Write your answers in the comments section below


COMMENTS (23)
  • genevieveb-6-bar
    5/26/2016 - 08:17 p.m.

    Neil must "train his brain" because he was born deaf and did not hear spoken word directly after birth. In the article's middle, it states,"Neil got his first implant at 11 months old" (paragraph 7). Neil was nearly a year old when he first received his cochlear implant, a tool that enables him to hear. Due to Neil obtaining the hearing tools at close to a year old, he needed to "train his brain" to process words.

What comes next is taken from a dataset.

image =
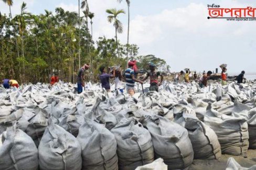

    I found this article inspiring because it is truly amazing that a deaf child can overcome his disability to be the champion in a competition in which he previously could not have joined.

  • caitlynk-2-bar
    5/26/2016 - 09:28 p.m.

    Neil must train his brain because naturally his brain doesn't understand sound so his brain doesn't process that how to speak. His brain needs to train itself how to speak and do other things naturally too. His brain also needs to use other senses in order to find out what people are saying. This article was interesting because it is cool to see that people are stepping out of there comfort zones in order to achieve their goals. This article surprised me because it showed that even if you have some sort of disadvantage you can still achieve your goals.

  • carlym-4-bar
    5/26/2016 - 10:40 p.m.

    Neil trains his brain because he needed to train his brain to spoken words. "After receiving cochlear implants in both ears as a baby, he had to train his brain to understand spoken words. It took countless hours of speech therapy."
    I enjoyed this article because I found it interesting that Neil overcame deafness during the Spelling Bee.

  • ericw-6-bar
    5/27/2016 - 12:52 a.m.

    Neil must train his brain because overcoming deafness to hear when you never had before can be overwhelming like a very loud noise to us.

  • daytonb-3-bar
    5/27/2016 - 10:28 a.m.

    Neil must train is brain because of his cochlear implants which have been programmed to hear human words.

  • valeriep-1-bar
    5/27/2016 - 06:54 p.m.

    Neil must train his brain because his brain doesnt function as fast as ours because he cant hear. Also he needs to train his brain because of his cochlear implants.

  • taylore-1-bar
    5/30/2016 - 03:35 p.m.

    Neil has to train his brain so he can hear the specific words and filter out background noise. This article also said that he trains his brain and now competes in spelling bees. I thought this article was interesting and surprising because I never knew that you could overcome being deaf. One thing I learned from this article was that Neil's parents carry a genetic mutant for loss of hearing so their other daughter was also born deaf.

  • maggiec-3-bar
    5/30/2016 - 10:13 p.m.

    Neil must "train his brain" because he is deaf and has a harder time hearing spoken words. In paragraph two of the article it says "After receiving cochlear implants in both ears as a baby, he had to train his brain to understand spoken words. It took countless hours of speech therapy." Neil has gone through so much in his life and can now hear words with the help of his implants. I thought this article was very inspiring because it is so cool that someone like Neil who is deaf, has worked so hard to accomplish something like this. It shows that even if you have some kind of disability, it shouldn't stop you from accomplishing your goals.

  • lilyg-2-bar
    5/31/2016 - 07:01 p.m.

    Neil must "train his brain" because he has to teach his brain how to understand words because he was born deaf. "he's able to actually visualize what that sounds like in his head and spell the word." This is interesting because I didn't know what deaf people went through to be able to do things like everyone else.

  • calis-3-bar
    5/31/2016 - 08:05 p.m.

    Neil trained his brain because he is deaf. "After receiving cochlear implants in both ears as a baby, he had to train his brain to understand spoken words. It took countless hours of speech therapy". Because he is deaf, he had to learn how to read lips, which is a hard process but necessary in order for him to be able to understand speech of those who can't sign and therefore words that are difficult to spell that may not be in the language of ASL. I found this article inspiring because it is truly amazing to see a boy work past everything the world has thrown his way and soar past greatness.